Shishido pulled his hands back.

“I don’t mind,” Nishitani said.

“I think you should go to bed,” Shishido said.

“Okay.”

“Alone,” Shishido clarified. If Nishitani truly wanted to fuck him, he could try asking when he wasn’t about to drown in a bathtub.

“Okay.” Nishitani yawned.

“C’mon, get up.” Shishido dragged Nishitani to his feet.

After some fussing, Nishitani agreed to wear a shirt and some sweatpants, then took some more medicine when Shishido measured out a dose for him. He collapsed back on the bed and watched as Shishido stepped away.

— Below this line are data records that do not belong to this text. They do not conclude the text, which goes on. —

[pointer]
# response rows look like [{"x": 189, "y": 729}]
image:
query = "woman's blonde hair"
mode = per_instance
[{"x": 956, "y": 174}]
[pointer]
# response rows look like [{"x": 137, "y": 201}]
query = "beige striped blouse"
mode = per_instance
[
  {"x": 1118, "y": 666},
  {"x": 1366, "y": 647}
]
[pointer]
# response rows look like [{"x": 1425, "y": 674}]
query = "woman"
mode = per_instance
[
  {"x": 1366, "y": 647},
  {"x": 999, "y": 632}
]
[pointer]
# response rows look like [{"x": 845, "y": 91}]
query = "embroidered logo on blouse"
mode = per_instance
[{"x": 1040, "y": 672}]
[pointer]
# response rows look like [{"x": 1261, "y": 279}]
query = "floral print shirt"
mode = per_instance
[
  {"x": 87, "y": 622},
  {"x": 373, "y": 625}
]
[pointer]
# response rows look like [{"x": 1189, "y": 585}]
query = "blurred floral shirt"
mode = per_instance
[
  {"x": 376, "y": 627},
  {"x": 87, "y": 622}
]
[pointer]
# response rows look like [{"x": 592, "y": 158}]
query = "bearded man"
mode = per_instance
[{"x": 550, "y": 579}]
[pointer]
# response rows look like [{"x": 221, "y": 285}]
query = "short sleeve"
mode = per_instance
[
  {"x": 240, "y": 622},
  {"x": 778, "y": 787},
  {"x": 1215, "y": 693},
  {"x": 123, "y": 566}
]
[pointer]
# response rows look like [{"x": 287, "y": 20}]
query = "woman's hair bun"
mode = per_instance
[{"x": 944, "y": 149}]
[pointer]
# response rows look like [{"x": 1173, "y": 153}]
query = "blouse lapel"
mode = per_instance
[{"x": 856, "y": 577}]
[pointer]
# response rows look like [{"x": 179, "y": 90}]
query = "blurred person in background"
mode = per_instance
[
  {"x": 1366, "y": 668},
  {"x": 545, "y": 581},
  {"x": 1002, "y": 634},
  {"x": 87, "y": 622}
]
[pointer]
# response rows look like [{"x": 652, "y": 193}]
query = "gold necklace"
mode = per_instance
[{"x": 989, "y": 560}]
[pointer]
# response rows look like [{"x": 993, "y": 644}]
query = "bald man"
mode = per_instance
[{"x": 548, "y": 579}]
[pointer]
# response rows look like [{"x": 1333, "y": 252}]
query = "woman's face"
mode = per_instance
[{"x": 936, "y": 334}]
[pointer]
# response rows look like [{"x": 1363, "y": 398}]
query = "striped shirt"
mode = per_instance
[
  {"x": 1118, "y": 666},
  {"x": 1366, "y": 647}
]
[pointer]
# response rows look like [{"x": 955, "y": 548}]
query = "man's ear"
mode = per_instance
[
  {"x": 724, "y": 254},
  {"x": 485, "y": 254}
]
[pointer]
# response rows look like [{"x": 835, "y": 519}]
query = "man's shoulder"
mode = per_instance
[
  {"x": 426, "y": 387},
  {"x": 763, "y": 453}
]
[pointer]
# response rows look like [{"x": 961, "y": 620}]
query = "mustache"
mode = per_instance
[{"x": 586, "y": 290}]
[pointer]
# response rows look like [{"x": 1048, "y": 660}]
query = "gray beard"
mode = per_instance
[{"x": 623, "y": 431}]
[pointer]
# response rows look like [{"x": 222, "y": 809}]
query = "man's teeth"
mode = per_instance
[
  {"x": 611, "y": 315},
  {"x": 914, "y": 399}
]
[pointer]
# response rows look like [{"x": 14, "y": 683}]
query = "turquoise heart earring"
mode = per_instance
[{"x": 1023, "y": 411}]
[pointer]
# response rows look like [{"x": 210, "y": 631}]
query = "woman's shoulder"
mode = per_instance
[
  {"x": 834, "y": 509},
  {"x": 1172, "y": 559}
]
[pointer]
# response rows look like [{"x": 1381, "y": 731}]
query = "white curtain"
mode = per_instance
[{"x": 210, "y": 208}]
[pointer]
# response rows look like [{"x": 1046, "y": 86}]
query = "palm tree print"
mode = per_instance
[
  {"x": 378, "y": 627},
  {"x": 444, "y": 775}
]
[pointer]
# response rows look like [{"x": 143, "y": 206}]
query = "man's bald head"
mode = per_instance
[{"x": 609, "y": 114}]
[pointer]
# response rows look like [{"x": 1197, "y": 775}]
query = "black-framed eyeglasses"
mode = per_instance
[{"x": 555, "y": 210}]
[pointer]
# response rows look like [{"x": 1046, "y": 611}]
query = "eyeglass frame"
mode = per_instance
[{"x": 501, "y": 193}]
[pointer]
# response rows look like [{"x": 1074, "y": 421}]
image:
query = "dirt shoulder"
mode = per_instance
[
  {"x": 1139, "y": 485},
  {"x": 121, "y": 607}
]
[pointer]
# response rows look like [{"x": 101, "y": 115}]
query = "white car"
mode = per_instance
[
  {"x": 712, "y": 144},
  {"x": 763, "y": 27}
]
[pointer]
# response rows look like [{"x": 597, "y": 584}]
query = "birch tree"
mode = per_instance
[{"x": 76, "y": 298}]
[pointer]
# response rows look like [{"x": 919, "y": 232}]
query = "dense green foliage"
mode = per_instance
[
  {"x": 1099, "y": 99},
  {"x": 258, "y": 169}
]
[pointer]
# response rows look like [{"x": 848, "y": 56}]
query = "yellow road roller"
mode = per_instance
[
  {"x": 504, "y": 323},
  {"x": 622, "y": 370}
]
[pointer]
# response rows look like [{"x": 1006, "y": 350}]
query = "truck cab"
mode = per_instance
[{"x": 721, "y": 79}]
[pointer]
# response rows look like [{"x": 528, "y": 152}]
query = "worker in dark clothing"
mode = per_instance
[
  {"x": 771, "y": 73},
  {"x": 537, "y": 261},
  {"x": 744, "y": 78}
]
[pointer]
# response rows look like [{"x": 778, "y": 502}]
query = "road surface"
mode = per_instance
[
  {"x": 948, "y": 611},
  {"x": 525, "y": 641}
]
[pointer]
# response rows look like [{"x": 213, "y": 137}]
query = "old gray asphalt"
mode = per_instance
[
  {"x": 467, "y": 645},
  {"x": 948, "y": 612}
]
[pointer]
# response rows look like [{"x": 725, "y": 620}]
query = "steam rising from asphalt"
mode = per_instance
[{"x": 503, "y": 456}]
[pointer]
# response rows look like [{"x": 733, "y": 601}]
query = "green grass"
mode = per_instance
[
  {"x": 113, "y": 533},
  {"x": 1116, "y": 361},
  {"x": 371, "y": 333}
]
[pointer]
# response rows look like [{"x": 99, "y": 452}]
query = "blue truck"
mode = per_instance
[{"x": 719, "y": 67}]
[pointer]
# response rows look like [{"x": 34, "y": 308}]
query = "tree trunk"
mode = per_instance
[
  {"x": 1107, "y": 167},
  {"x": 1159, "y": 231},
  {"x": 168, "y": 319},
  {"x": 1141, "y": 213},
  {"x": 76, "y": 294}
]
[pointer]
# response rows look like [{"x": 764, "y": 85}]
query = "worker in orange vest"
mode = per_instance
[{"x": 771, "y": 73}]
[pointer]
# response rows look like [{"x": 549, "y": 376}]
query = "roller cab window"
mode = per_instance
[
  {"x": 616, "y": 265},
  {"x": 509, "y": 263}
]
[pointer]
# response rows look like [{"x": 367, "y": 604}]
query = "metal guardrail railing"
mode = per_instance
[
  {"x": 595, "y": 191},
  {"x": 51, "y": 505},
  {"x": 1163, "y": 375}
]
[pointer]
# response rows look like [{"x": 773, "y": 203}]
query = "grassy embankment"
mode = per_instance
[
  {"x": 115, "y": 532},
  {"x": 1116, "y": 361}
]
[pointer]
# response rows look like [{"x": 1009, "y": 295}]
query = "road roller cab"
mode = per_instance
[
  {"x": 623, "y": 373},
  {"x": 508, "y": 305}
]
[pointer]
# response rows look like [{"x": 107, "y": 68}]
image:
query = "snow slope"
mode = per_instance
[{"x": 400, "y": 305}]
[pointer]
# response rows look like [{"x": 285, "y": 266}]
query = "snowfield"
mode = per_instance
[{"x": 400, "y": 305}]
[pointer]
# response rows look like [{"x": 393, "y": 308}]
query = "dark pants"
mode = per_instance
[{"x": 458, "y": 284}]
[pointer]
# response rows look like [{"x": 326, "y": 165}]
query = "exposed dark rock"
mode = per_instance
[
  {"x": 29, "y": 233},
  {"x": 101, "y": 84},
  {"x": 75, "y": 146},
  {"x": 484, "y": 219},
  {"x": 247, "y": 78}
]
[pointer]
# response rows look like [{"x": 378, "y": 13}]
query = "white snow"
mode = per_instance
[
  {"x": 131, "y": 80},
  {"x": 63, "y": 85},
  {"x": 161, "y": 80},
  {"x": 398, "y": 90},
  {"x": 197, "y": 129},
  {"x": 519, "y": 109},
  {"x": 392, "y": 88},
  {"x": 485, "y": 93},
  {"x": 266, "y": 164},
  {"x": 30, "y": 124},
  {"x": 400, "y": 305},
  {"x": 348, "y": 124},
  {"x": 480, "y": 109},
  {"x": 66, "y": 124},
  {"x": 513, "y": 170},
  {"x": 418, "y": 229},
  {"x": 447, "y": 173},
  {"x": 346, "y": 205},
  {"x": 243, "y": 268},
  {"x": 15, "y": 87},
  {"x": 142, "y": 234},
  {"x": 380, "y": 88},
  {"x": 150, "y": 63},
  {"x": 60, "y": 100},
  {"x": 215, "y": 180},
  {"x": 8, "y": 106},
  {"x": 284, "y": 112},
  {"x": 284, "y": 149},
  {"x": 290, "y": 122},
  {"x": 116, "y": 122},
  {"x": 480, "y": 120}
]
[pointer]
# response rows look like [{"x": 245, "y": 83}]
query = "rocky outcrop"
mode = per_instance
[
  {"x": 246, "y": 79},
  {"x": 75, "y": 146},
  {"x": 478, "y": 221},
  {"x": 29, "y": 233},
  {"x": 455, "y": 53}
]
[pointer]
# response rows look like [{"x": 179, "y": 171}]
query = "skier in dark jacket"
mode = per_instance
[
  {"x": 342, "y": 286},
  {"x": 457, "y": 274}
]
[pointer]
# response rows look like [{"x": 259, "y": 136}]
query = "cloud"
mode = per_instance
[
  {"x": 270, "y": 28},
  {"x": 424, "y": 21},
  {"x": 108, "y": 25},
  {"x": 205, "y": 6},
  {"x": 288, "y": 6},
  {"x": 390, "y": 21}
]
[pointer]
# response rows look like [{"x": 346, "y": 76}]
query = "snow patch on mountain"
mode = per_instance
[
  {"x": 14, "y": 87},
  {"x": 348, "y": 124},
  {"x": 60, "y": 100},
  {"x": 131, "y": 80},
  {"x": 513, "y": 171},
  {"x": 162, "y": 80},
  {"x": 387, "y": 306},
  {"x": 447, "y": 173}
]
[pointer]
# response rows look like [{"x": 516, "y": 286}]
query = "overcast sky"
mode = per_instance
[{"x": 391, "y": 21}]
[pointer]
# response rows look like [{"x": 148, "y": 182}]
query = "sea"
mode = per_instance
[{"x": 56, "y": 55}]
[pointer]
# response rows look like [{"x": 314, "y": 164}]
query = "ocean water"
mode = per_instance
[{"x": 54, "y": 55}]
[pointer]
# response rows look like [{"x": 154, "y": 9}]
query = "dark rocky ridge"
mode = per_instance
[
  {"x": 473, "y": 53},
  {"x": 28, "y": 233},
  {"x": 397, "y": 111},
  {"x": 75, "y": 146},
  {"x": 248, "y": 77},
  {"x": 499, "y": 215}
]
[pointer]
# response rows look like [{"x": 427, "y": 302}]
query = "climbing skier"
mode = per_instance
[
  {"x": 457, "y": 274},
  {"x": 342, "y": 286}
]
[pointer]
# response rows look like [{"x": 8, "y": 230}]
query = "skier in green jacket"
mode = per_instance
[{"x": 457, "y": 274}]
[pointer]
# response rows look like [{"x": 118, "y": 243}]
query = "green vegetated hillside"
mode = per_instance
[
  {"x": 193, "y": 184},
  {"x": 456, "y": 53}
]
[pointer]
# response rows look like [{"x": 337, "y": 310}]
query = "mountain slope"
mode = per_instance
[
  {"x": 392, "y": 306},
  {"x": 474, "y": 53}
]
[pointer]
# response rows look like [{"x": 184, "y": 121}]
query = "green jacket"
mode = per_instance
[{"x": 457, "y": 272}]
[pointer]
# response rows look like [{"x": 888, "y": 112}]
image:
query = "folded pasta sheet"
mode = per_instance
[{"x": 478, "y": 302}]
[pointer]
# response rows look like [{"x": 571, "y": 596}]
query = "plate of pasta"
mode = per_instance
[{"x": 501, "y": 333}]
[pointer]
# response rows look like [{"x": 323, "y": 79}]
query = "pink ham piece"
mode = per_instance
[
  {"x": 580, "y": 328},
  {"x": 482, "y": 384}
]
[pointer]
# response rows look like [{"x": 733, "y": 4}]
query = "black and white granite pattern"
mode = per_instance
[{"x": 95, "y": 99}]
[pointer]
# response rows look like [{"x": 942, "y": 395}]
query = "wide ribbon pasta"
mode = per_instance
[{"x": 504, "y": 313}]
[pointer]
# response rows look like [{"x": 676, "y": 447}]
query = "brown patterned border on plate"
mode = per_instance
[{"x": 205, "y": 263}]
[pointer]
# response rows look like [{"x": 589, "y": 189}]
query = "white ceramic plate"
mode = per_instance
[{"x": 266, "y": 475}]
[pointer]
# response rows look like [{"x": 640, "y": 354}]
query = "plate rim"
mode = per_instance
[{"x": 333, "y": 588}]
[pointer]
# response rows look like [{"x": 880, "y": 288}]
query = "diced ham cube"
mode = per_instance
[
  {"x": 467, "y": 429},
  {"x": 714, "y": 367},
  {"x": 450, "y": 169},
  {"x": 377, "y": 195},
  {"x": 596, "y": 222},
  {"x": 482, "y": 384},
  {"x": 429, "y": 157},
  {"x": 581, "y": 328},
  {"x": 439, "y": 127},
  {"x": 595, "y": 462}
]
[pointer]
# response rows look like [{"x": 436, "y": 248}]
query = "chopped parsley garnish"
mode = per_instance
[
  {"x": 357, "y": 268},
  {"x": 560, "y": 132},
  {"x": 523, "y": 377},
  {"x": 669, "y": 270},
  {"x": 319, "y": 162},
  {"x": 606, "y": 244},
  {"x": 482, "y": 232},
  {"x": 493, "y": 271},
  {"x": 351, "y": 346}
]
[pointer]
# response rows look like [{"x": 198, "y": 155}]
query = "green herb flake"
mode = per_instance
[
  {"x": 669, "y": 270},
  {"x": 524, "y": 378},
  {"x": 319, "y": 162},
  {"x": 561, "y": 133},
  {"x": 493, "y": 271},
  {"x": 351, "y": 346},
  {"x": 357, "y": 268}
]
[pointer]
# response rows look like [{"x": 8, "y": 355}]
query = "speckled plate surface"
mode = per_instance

“I’ll be in the other room if you need anything,” Shishido told him.

“You could still join me here, too.”

“…No, thank you.”

“It’s okay if I fall asleep. You can keep going.”

Shishido’s lip curled. He preferred his partners to participate. “You’re sick,” he said, carefully. “I can’t help you if I get sick, too.”

Nishitani considered that. “Fine.” His eye closed.

Shishido stepped to the door and turned off the light. “Good night, Patriarch.” He returned to the couch and the TV.

 

 

The ensuing days weren’t as bad as Shishido had feared. Not because Nishitani wasn’t annoying and demanding – he was – but because he spent most of the day sleeping, to the point that Shishido occasionally forgot he was there. And even as Nishitani regained his strength, having him on hand to discuss future plans proved convenient. Shishido found he didn’t even care when Tsuda called Nishitani to tell him his apartment had been thoroughly cleaned, and Nishitani made no move to leave.

Everything would change soon, and it was important for them to get along. At least in the beginning. Once Shishido had laid a strong enough foundation for his own power, then he could start thinking about whether keeping Nishitani around would be worth it.

Unfortunately for his revenge fantasies, it did seem that keeping Nishitani around might be worth it; Shishido gleaned from their discussions that Nishitani was willing to support him in the same way he'd supported Watase. But maybe that wouldn’t be so bad. The old adage about keeping your enemies close must have something to it.

 

 

 

After a week and a half, Nishitani made a full recovery. A week after that, and none of it fucking mattered.